Benchmarks perform parallel tests. scBench tests whether the models can handle the most common and well-documented type of test. SpatialBench tests whether that ability transfers to new, less scalable technologies. Together they reveal whether the agent has learned to think through conventional analytics or simply memorized Scanpy’s workflow.
Deterministic measurement enables confirmatory testing but divides scientific judgment into automatically testable fractions.
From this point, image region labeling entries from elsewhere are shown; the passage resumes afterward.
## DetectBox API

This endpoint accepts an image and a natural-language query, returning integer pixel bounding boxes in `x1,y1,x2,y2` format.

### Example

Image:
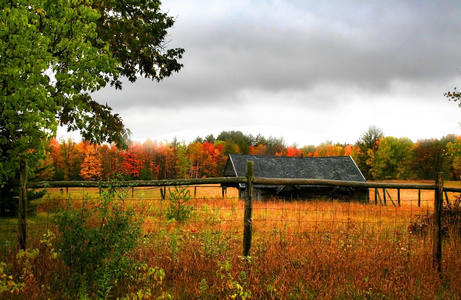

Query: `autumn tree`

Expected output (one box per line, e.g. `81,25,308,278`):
367,136,413,180
80,143,102,180
353,126,384,179
0,0,183,248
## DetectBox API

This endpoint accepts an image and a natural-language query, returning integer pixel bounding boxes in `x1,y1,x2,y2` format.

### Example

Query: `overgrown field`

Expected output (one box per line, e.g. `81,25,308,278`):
0,187,461,299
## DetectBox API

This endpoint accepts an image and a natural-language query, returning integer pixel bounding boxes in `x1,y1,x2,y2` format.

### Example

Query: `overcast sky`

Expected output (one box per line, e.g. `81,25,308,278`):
58,0,461,147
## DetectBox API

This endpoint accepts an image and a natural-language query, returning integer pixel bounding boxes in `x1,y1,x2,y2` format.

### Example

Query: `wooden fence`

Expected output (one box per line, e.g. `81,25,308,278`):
27,161,461,272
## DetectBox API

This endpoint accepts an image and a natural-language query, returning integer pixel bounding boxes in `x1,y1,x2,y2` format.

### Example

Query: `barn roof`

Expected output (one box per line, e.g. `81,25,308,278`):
224,154,366,182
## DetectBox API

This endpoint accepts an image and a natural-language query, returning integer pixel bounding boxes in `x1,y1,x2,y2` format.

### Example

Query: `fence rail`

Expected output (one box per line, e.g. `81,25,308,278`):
27,162,461,272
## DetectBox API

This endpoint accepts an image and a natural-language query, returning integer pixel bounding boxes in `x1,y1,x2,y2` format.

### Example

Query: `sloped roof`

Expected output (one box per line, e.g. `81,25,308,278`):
224,154,366,182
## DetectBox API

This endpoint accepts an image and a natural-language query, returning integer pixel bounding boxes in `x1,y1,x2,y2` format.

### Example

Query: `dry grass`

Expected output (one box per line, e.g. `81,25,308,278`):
0,186,461,299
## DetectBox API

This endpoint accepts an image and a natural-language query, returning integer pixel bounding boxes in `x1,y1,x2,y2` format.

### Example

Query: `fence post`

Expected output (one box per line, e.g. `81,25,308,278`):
243,161,254,257
18,159,28,250
432,173,443,273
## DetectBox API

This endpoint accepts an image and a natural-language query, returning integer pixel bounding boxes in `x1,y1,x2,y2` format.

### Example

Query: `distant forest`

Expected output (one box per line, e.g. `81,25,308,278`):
34,127,461,180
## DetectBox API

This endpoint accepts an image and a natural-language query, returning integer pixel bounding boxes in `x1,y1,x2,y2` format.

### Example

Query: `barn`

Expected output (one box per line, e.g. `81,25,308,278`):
221,154,368,202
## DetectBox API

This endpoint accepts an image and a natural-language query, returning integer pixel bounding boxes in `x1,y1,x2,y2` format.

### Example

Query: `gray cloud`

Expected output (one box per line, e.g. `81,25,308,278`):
89,0,461,145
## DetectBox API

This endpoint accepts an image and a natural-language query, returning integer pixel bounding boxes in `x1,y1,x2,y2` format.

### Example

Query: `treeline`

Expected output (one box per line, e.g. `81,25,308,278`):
36,127,461,180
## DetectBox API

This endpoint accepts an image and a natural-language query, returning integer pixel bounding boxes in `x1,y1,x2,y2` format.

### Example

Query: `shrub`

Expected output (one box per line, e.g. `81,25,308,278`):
408,194,461,236
54,186,142,298
166,186,194,222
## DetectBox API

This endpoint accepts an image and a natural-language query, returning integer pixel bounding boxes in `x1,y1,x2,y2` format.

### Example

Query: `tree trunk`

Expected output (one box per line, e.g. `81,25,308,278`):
18,159,27,250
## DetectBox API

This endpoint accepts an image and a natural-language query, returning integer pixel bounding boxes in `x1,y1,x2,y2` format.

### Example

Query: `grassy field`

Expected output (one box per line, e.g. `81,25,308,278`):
0,182,461,299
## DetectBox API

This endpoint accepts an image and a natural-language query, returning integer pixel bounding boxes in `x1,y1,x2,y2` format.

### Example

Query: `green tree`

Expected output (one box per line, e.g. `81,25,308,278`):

Each test shortens one step of the workflow rather than capturing an iteration horizon where errors are compounded and parameters are updated. Real analysis is more complex, iterative, and far-reaching than any problem it captures. But measuring step-level capability reliably is a prerequisite for long-term workflow automation.
scBench confirms the SpatialBench pattern established: biological agents are in a state of administration where they can speed up routine analysis but cannot reliably answer scientific questions without human guidance. The way forward is the long tail of tactile engineering: field-specific context, better harness design, and exposure to workflows that are representative of all different biological situations.
We are building a family of benchmarks that cover major biological approaches, each a progressive formalization of the implicit knowledge and judgment that practicing scientists bring to data analysis. The goal is test-driven development of agent systems that evolve with both model training and wire engineering.
The code, canonical tests, and complete trajectories are available here github.com/latchbio/scbench.